Hello all,

I am working on adding type hints to my pipeline, and ran into an issue
with PTransforms that produce multiple, tagged outputs.

My class looks like this:

@with_input_types(mytype.Data)
> @with_output_types(mytype.KeyedData)
> class DenormalizeData(ptransform.PTransform):
>   MAIN = 'denormalized'
>   SKIPPED = functions.DenormalizeData.SKIPPED
>   def expand(self, pcol: mytype.Data) -> mytype.KeyedPriceData:
>     return (pcol
>       | 'Denormalize PriceData' >> core.ParDo(
>         functions.DenormalizeData()).with_outputs(
>           self.SKIPPED, main=self.MAIN))

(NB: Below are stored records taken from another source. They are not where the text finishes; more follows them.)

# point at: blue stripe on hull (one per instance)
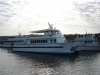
(50, 53)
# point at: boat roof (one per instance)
(44, 30)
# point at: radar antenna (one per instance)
(85, 31)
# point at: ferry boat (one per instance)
(52, 41)
(85, 42)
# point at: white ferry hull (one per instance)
(88, 48)
(49, 48)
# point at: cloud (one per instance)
(89, 11)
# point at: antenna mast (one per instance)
(50, 26)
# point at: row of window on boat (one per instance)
(84, 35)
(81, 41)
(43, 41)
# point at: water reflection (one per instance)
(19, 63)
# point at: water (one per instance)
(16, 63)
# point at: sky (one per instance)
(69, 16)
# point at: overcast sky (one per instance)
(69, 16)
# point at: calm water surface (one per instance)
(16, 63)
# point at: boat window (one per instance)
(54, 40)
(85, 41)
(51, 40)
(85, 35)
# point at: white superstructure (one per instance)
(52, 41)
(85, 42)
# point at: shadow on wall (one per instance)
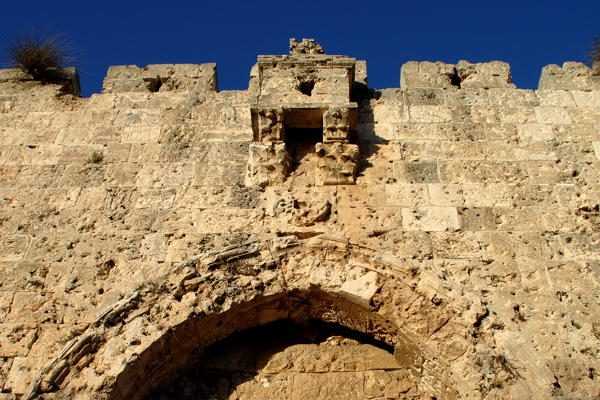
(318, 359)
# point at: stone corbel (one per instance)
(269, 164)
(337, 163)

Where functions.DenormalizeData is a core.DoFn. From what I can tell, the
type checking code here at
https://github.com/apache/beam/blob/master/sdks/python/apache_beam/transforms/ptransform.py#L429
attempts
to access the pvalue._element_type. But in this case, the pvalue is a
DoOutputsTuple (
https://github.com/apache/beam/blob/master/sdks/python/apache_beam/pvalue.py#L239)
which overrides __getattr__ to check for tag names. In this case,
_element_type is not a valid tag, and I get the following partial  stack:

"apache_beam_2_17_0/apache_beam/transforms/ptransform.py", line 401, in
> type_check_inputs_or_outputs
>     if pvalue_.element_type is None:
>   File "apache_beam_2_17_0/apache_beam/pvalue.py", line 241, in __getattr__
>     return self[tag]
>   File "apache_beam_2_17_0/apache_beam/pvalue.py", line 256, in __getitem__
>     tag, self._main_tag, self._tags))
> ValueError: Tag 'element_type' is neither the main tag 'denormalized' nor
> any of the tags ('skipped',)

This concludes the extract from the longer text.